I have many memories of the old post office being the gathering place for the town folks around 4:30 p.m. when the Black Diamond went through and Fred Huffman picked up the mail and brought it to the post office from the railroad depot where Lena Huffman, Mildred Arey and Russell Rosengrant would sort it and place it in the boxes on the wall. I remember ours was box 73. If Lena knew you were looking for something special, she would call out to my mom: “Vanessa, your mail is here,” and Mom would go up to the window and get it.
There was always a friendly crowd waiting for Fred to arrive. John Reinhart would get the bundle of Wilkes-Barre’s Times Leader, cut it open and commence folding the papers to go in his bag for delivery.

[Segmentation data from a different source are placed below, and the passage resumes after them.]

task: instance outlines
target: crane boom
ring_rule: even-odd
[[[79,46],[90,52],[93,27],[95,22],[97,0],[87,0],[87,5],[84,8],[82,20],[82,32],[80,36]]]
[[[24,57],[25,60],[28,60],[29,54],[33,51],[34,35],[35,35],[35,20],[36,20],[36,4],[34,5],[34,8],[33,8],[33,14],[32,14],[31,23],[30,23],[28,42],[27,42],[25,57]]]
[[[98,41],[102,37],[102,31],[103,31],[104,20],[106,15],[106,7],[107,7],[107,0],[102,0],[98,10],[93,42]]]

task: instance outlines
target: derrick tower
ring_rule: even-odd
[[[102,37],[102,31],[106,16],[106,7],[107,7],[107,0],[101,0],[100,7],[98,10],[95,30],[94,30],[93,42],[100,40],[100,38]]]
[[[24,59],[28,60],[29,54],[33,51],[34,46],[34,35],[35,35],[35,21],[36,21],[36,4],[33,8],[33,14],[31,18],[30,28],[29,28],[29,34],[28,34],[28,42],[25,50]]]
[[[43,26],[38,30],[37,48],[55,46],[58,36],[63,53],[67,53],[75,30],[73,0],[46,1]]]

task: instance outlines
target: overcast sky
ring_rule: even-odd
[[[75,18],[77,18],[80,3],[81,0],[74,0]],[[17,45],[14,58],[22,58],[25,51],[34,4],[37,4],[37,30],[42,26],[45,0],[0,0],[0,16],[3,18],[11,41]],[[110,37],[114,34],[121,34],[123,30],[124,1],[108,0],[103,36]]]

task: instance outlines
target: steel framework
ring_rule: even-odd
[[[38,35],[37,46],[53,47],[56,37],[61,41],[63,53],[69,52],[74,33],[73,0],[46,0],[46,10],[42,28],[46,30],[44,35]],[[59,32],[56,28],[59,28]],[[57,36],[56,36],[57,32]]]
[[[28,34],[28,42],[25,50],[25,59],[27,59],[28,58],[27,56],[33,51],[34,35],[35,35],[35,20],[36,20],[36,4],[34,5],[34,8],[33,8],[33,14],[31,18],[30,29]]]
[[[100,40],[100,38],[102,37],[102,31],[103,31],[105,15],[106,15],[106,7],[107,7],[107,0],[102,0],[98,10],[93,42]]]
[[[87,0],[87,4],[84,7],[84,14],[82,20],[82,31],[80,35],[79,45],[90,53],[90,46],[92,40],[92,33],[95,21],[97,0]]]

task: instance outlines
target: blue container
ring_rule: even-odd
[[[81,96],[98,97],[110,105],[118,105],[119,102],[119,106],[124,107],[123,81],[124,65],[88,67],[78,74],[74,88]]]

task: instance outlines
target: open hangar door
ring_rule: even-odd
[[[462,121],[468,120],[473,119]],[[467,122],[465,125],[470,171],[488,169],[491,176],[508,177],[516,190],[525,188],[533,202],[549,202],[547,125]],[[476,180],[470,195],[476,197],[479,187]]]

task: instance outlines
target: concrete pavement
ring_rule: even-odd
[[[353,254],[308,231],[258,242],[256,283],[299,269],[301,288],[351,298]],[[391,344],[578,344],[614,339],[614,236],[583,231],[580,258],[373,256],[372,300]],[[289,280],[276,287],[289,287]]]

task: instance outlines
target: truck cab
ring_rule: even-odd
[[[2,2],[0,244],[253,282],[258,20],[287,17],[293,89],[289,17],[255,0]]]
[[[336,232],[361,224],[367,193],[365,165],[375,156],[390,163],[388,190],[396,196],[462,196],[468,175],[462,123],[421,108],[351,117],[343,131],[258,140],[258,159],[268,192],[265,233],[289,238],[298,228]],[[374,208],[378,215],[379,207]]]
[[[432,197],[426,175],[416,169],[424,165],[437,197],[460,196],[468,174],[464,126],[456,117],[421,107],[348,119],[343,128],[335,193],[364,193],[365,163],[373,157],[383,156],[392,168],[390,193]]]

Ivan Simpson was often there working a crossword puzzle and Reed and Wallace “Stem” Gould were regulars.
Since there was no home delivery, you had to walk downtown to get the mail and then pick up groceries for the next day’s meal at Dibble’s or the A&P and later the Acme.
In those days Main Street was exciting, with every building occupied with a thriving business from the Peoples State Bank to Eugene Minier’s Drug Store (later Harold “Puss” Mann’s), which was connected to the movie theatre with a little walk-through across from Mary Jane Tompkins’ popcorn booth. I thought Mary Jane and Marguerite Milne had the best jobs in the world because they got to see the second movie free.
When the stores stayed open until 9 p.m. on Fridays, people came to town early to get a good parking place on the main street to people watch and shop. I recall Smokey Anderson and family being regulars.
Does anyone remember when Neil Latimer and Kirk Dunklee had a hot dog stand in front of Dunklee’s store on Friday nights? Great dogs, too.
My friend, Bud Detrick, Mike Fleming and I packed groceries at the A&P and delivered them to cars parked on the street. It was a big deal when Gerry LaFrance and Ruth Reed trained us on the cash register and we were trusted to be cashiers in their absence. Dick Smales trained us in the art of returning produce every night to the reefers in the back room. High tech prevailed with the produce and when we spread a compound on the wood floors and swept them.
I can still remember certain unique smells (not unpleasant) in the Enterprise and Scovill Allis’ old drug store.
And the wooden horse, handmade by Bill Bendinsky for kids to sit on while getting their hair cut, still used by his son, Lee, the last time I was home.
How about the new cars that came to Taylor McCarty? We rushed from school to see the new Chevys, Pontiacs and Buicks.
Who remembers Wyalusing’s Western Auto on Main Street owned by Stan Kintner and Mr. Wood? Many more pleasant childhood memories come to me, but I’ll save them until another day.
It was a great time and place to grow up.